There’s a magic formula: “When a company uses data to personalize its inventory, it creates a better UX.”
That’s the central argument behind “The Spotify effect: Why every company is now a data company,” a post this month in The Next Web by Marius Moscovici, the founder and CEO of business analytics firm MetricInsights.
“When it is used well, data is a guaranteed disruptor,” Moscovici says, citing large and small examples ranging from Amazon, Netflix, and Macy’s to Getty Images, Palantir, and recent IPO Castlight Health. “Valuing a company based on its data prowess is smart, because data is what will drive future value,” he says.
Moscovici explains how data lets retailers dynamically price inventory in real time to optimize profits while credit card companies can analyze historical transactions to fight churn—long before users actually abandon a service. In the streaming music industry, better data allows more sophisticated recommendation systems incorporating everything from the users’ mood to their location and time of day.
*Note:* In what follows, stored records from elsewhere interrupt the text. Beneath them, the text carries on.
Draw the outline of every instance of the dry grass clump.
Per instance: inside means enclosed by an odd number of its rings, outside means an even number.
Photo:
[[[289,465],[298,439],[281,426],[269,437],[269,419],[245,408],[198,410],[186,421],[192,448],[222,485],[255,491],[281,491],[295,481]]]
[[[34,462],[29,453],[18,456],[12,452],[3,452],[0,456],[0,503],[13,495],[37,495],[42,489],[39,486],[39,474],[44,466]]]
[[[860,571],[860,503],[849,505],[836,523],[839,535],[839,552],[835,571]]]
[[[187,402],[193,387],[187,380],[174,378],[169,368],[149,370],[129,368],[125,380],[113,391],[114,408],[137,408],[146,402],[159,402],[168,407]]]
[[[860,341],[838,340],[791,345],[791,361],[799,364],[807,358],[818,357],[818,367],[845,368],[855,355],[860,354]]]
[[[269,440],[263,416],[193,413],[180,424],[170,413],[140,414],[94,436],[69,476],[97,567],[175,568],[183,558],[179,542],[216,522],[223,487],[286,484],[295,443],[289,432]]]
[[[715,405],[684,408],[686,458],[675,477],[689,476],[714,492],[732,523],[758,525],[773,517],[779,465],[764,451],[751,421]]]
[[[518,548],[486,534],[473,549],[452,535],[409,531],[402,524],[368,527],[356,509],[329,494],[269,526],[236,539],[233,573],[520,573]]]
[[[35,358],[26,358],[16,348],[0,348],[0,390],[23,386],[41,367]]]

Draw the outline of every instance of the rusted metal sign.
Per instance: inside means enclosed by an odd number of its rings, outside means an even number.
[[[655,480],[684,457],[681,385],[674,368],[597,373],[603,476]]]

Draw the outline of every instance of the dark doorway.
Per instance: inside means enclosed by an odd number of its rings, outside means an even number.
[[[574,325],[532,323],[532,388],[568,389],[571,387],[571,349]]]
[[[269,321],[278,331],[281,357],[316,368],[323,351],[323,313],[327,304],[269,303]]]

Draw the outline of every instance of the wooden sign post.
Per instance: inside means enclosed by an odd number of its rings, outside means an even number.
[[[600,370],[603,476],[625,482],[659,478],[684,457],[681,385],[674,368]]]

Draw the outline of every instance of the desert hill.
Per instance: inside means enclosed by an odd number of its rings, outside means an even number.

From Data Nerds to Data Companies
At New Relic, we couldn’t agree more. After all, if we are all data nerds, it only makes sense that we pay attention to companies that leverage data to provide us with a superior experience. Our customers know that data lets them do whatever they do better. Groupon, for example, uses data to scale seamlessly during traffic bursts that can easily double or triple normal levels – sometimes reaching 70,000 concurrent users! Ticketfly, meanwhile, uses data to power a customer analytics suite called Fanbase that gives promoters greater insight into sales, attendance, and social sharing data for driving loyalty and mobilizing influential customers.
As Moscovici puts it: “Users have spoken. They like personalization, and that boils down to data.”